Like the high priestess in her mind. That was all we needed. “Good thinking.”
Rayfe looked around, perplexed. “Why are we in the tunnels? What’s going on?”
I grimaced, not at all looking forward to telling him that he’d betrayed his own people. I should be the one to tell him, but as I was learning the hard way, with every passing moment, I couldn’t do everything. No one else could look into Stella’s mind, but someone else could tell Rayfe about our current predicament. I wasn’t being a coward by delegating that uncomfortable task. At least, that’s what I told myself.
“Harlan?” I called, and the big Dasnarian entered our circle of light. “Would you catch Rayfe up on our current circumstances? I need to tend to Nilly.”
“What’s wrong with Stella?” Rayfe asked, not letting me go.
“Harlan will fill you in,” I s
aid. “Trust me?”
He cupped my cheek, stroking in a subtle, sensual caress. “Always.”
Moranu take me, I nearly wept—again—at that. I smiled and turned my face to kiss his palm. “Thank you.” Hopefully he’d still feel that way about me once he learned what had happened—and what I’d done.
“But you’re getting healed next,” he reminded me.
“I will,” I promised, if only to make him smile at me one more time.
I went to Ursula and Harlan stepped up, gripped Rayfe by the shoulder. “Good to see you in fine form, Your Highness,” Harlan said. “Let’s walk over here and I’ll explain.” Harlan tipped his head at me reassuringly, and I knew he’d feel his way gently around the holes in Rayfe’s memory.
I sat next to Ursula, Stella blinking sleepily in her arms, sucking on a thumb as she hadn’t done in some time. “Should we call Kelleah to heal you?” Ursula asked.
“No.” I shook my head in emphasis, and immediately regretted it when dizziness swamped me. “I’m all right for now.
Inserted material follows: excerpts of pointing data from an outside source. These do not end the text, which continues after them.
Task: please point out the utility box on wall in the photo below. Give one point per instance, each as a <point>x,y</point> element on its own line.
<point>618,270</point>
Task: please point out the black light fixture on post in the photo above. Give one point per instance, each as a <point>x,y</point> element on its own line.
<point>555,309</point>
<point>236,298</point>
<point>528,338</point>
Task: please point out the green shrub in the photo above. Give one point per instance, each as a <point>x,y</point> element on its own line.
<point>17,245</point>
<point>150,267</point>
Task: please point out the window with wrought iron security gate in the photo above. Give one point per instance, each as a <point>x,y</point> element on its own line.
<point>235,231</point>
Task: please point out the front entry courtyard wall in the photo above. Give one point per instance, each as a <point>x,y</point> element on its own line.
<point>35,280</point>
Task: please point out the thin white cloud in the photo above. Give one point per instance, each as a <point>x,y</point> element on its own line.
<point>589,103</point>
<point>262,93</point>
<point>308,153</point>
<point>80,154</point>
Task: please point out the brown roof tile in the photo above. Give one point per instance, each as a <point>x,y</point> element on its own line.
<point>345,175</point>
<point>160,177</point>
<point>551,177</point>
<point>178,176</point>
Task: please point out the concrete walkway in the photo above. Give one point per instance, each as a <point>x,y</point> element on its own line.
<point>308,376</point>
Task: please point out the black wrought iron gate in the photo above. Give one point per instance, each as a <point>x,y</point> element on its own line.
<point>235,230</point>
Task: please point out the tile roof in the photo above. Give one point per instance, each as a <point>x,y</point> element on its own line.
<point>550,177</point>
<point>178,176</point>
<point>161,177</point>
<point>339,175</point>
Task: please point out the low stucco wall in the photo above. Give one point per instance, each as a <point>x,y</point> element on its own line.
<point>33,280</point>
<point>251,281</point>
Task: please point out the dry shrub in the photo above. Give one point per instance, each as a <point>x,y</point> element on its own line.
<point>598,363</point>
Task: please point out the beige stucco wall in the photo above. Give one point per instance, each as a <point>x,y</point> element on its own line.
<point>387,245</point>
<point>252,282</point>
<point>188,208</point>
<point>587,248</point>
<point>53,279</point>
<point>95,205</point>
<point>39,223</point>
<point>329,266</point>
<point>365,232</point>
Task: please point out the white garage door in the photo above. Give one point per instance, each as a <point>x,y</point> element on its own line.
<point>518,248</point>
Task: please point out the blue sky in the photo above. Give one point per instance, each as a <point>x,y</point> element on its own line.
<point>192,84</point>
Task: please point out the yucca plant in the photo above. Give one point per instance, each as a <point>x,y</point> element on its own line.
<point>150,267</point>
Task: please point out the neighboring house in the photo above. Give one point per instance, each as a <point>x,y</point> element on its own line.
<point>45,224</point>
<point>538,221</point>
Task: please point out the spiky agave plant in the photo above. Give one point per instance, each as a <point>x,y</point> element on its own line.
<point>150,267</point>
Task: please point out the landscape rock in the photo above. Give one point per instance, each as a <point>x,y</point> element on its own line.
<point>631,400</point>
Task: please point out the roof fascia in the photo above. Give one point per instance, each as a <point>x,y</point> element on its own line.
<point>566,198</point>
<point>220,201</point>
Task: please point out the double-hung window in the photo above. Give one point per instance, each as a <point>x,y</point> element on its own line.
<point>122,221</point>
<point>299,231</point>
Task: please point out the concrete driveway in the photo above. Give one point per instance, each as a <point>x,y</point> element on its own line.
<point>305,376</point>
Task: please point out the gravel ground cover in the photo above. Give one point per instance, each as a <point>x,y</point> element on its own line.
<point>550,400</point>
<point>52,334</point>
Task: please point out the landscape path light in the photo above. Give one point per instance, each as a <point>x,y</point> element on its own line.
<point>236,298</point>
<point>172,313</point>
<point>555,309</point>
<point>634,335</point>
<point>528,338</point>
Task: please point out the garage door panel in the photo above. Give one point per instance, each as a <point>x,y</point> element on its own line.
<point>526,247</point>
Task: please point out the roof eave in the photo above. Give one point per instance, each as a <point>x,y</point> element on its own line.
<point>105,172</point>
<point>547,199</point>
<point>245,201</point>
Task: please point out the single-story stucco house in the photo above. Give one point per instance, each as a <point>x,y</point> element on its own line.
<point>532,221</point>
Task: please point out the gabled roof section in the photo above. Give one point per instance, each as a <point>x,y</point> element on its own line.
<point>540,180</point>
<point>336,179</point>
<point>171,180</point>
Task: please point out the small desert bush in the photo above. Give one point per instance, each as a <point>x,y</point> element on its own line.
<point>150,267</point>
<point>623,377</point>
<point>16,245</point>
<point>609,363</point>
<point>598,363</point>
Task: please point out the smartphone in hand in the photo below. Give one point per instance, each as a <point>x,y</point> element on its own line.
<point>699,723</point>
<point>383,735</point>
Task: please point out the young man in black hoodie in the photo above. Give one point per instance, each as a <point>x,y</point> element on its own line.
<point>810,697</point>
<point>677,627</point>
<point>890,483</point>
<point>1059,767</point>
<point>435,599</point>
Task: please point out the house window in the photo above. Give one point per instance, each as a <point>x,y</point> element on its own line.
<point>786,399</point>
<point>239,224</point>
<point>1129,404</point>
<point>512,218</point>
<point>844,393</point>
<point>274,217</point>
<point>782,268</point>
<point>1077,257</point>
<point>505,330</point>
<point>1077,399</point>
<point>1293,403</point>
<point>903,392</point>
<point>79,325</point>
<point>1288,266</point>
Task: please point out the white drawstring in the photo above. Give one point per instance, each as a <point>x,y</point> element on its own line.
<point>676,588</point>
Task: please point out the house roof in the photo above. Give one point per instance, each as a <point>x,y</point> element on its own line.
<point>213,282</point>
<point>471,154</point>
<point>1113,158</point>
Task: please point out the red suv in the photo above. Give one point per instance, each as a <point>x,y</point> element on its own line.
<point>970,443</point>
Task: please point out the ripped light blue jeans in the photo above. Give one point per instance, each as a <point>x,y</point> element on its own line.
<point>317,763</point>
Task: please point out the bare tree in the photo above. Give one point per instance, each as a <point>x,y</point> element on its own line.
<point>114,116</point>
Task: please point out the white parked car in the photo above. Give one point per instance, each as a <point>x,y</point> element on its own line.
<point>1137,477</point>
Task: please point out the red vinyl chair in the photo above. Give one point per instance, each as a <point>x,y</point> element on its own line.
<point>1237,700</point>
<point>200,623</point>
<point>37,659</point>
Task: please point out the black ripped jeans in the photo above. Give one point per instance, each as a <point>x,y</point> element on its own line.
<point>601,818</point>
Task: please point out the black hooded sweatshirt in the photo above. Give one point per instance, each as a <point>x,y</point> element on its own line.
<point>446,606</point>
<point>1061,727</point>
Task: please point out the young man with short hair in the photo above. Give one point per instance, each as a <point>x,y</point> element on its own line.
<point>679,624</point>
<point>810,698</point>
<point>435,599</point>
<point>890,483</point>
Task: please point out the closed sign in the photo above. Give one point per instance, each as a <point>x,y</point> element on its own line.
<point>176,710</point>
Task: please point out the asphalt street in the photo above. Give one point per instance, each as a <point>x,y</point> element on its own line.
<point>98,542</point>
You’re wise to consider we need to clear Nilly here first. Hi, baby girl, want to come cuddle with Auntie Andi?”
She looked from Ursula to me. Then held out her arms. I brought her into my lap, her little body so soft and warm, her silky curls tumbling over my arm.
“I’ll go help Harlan explain to Rayfe,” Ursula said, standing and brushing herself off, sheathing her sword. “We have things to sort anyway.”
Hopefully the swords would stay sheathed, but I said nothing. I needed to focus on my niece.
“Is my Nilly all right?” Ami asked anxiously. Astar sprawled over her lap in boneless abandon. With his rose-gold curls and lavish lashes on his round-cheeked face, he looked like a painting of one of Glorianna’s baby angels.
“Of course she’s all right,” I replied firmly, coaxing Stella to sit up more. “Isn’t that so, Nilly?”
She gazed at me soberly, so much more subdued than when I saw her on arrival. I scanned her for traces of Deyrr, but with so many Deyrr creatures all around—and having waded through so much of the residue in Rayfe’s mind—it had become levels more difficult to detect subtle taints. Stella popped her thumb out of her mouth and I braced myself. If she began spewing with the high priestess’s vitriol, I’d have to mute her fast, or Ami would go Glorianna as vengeful mother in a heartbeat.